Optimality Conditions for Interval-Valued Optimization Problems on Riemannian Manifolds Under a Total Order Relation

TL;DR

This paper establishes optimality conditions for interval-valued optimization problems on Riemannian manifolds using generalized Hukuhara differentiability, covering various cases of objective functions and constraints, with theoretical justification and examples.

Contribution

It introduces KKT-type optimality conditions for interval-valued problems on Riemannian manifolds considering different function types, expanding the theoretical framework in this area.

Findings

Derived KKT-type optimality conditions for interval-valued functions.

Analyzed three cases based on the nature of objective and constraint functions.

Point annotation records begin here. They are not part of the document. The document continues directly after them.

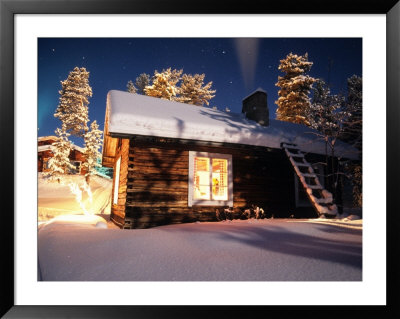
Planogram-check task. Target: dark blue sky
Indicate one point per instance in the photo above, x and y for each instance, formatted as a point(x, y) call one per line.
point(112, 62)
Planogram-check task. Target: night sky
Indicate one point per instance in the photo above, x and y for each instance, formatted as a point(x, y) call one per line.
point(236, 67)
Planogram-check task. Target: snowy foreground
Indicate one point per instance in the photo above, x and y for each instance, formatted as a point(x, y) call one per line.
point(58, 199)
point(81, 248)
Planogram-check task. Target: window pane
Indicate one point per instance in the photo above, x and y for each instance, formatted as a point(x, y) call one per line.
point(201, 178)
point(219, 179)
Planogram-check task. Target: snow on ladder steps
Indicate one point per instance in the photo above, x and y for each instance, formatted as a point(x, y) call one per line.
point(302, 164)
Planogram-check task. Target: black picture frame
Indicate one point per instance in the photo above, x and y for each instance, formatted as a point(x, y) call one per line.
point(8, 10)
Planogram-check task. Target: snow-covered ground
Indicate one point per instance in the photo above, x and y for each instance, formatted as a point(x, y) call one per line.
point(57, 199)
point(240, 250)
point(77, 247)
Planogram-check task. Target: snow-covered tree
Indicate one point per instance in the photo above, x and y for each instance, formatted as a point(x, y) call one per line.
point(352, 133)
point(130, 87)
point(352, 129)
point(72, 109)
point(91, 150)
point(59, 164)
point(294, 101)
point(326, 115)
point(164, 84)
point(194, 91)
point(142, 81)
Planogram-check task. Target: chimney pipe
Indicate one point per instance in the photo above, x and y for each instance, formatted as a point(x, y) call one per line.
point(255, 107)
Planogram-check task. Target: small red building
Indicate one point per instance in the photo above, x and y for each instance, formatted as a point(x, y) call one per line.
point(45, 152)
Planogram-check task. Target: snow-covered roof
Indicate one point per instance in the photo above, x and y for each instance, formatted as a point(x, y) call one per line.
point(258, 90)
point(46, 138)
point(135, 114)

Validated the theory with illustrative examples.

Abstract

This article explores fundamental properties of convex interval-valued functions defined on Riemannian manifolds. The study employs generalized Hukuhara directional differentiability to derive KKT-type optimality conditions for an interval-valued optimization problem on Riemannian manifolds. Based on type of functions involved in optimization problems, we consider the following cases: 1. objective function as well as constraints are real-valued; 2. objective function is interval-valued, and constraints are real-valued; 3. objective function as well as constraints are interval-valued. The whole theory is justified with the help of examples. The order relation that we use throughout the paper is a total order relation defined on the collection of all closed and bounded intervals in $\mathbb{R}$.